Türkiye'de eğitim dünyasında yaşananlar üzerine fikirler
Günümüzde öğrenciler, bilgiye erişimin hiç olmadığı kadar kolay olduğu bir çağda yaşıyor. Çünkü internet, dijital kütüphaneler, çevrim içi ders platformları ve sosyal medya aracılığıyla artık neredeyse her konu hakkında saniyeler içinde bilgi edinmek mümkün. Eskiden yalnızca kitaplardan ya da öğretmenlerden öğrenilebilen bilgiler, bugün birkaç tıklamayla ulaşılabilir hale geldi. Ancak bu kolaylık, paradoksal biçimde öğrenme isteğini artırmak yerine çoğu zaman azaltıyor. Özellikle lise ve üniversite dönemlerinde birçok öğrenci “Neden çalışıyorum?” veya “Bunun bana ne faydası olacak?” gibi sorularla kendi motivasyonunu sorguluyor. Bu durum sadece bireysel bir tembellikten değil; sistemsel, psikolojik ve toplumsal nedenlerle şekillenen karmaşık bir tablodan kaynaklanmaktadır. Şimdi bu durumu yaratan temel nedenlere yakından bakalım.
Türkiye’de öğrenciler ilkokuldan itibaren sürekli bir sınav maratonunun içinde büyüyor. LGS, YKS, KPSS, ALES, DGS gibi sınavlar; öğrenme sürecini meraktan çok zorunluluğa dönüştürüyor. Bu durumda “öğrenme arzusu” değil, “puan alma zorunluluğu” öne çıkıyor. Sonuç olarak öğrenciler, dersleri bilgi edinme aracı olarak değil, aşılması gereken bir engel olarak görmeye başlıyor ve içsel öğrenme motivasyonu giderek kayboluyor. Bu da eğitim sürecini bir keşif yolculuğu olmaktan çıkarıp stresli bir yarışa dönüştürüyor.
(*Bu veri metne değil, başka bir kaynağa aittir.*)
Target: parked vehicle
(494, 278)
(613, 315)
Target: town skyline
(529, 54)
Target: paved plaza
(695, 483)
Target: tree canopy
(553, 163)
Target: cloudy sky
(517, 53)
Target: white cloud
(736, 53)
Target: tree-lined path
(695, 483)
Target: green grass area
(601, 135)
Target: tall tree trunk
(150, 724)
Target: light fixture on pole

Motivasyon kaybını derinleştiren bir diğer unsur ise geleceğe dair belirsizliktir. Üniversite mezunu işsizlerin sayısının artması ve çalışan mezunların büyük bölümünün aldıkları ücretlerle iyi bir yaşam standardına ulaşamaması, öğrencilerde “Okusam da ne olacak?” duygusunu besliyor. Mezuniyetin artık bir başarı değil, hatta çoğu zaman bir başlangıç noktası bile olamadığı düşüncesi; gençlerde umutsuzluk ve gelecek kaygısını artırıyor. Bu duygular da öğrenme isteğini zayıflatarak öğrenciyi pasif bir konuma itiyor.
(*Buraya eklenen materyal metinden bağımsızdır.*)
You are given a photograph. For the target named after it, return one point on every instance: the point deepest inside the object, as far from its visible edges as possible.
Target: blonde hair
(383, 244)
Diğer yandan dijital çağın sunduğu sınırsız bilgi, beraberinde ciddi bir dikkat dağınıklığını da getiriyor. Sosyal medya, sürekli uyarı bombardımanı ve kısa dikkat süreleri; öğrencilerin derinlemesine odaklanmasını giderek zorlaştırıyor. Öğrenciler bilgiye kolayca erişebiliyor, ancak onu anlamlı şekilde işleyemiyorlar. Bu durum “Çabalıyorum ama gelişemiyorum” hissini doğuruyor ve zamanla içsel motivasyonu zedeliyor.
Motivasyon kaybının bir diğer kaynağı ise aile ve toplum baskısıdır. Birçok öğrenci, kendi hayalini değil ailesinin ya da çevresinin beklentilerini gerçekleştirmeye çalışıyor. Bu durumda ders çalışmak, bireysel bir hedef değil, dış baskıdan kaçış haline geliyor. Bu durumu yaşayan öğrencilerde zamanla içsel motivasyon tamamen kayboluyor ve öğrenme süreci keyifli bir deneyim olmaktan çıkıyor.
Tüm bunların yanı sıra, eğitim ortamının niteliği de motivasyon üzerinde belirleyici bir etkendir. Öğrencinin kendini değerli hissettiği, fikirlerini ifade edebildiği bir ortam öğrenme isteğini güçlendirir. Ne yazık ki birçok okulda hâlâ “ezber ve not odaklı” sistem baskındır. Öğrencinin aktif olarak katılamadığı, sadece dinleyici konumunda kaldığı dersler; zamanla isteksizlik ve yabancılaşma duygusunu artırır.
Lise ve üniversite öğrencilerindeki motivasyon kaybı, yalnızca bireysel çabanın eksikliğiyle açıklanamaz. Bu durum, eğitim sisteminden toplumsal beklentilere, dijital kültürden ekonomik koşullara kadar uzanan geniş bir çerçevenin sonucudur. Gerçek çözüm, öğrencinin neden öğrenmek istediğini yeniden hatırlamasını sağlamakla başlar. Okullar, sınav fabrikası olmaktan çıkıp öğrencinin kendini gerçekleştirebildiği alanlara dönüşmedikçe; motivasyon kaybı sadece öğrencilerin değil, toplumun da en büyük sorunlarından biri olmaya devam edecektir.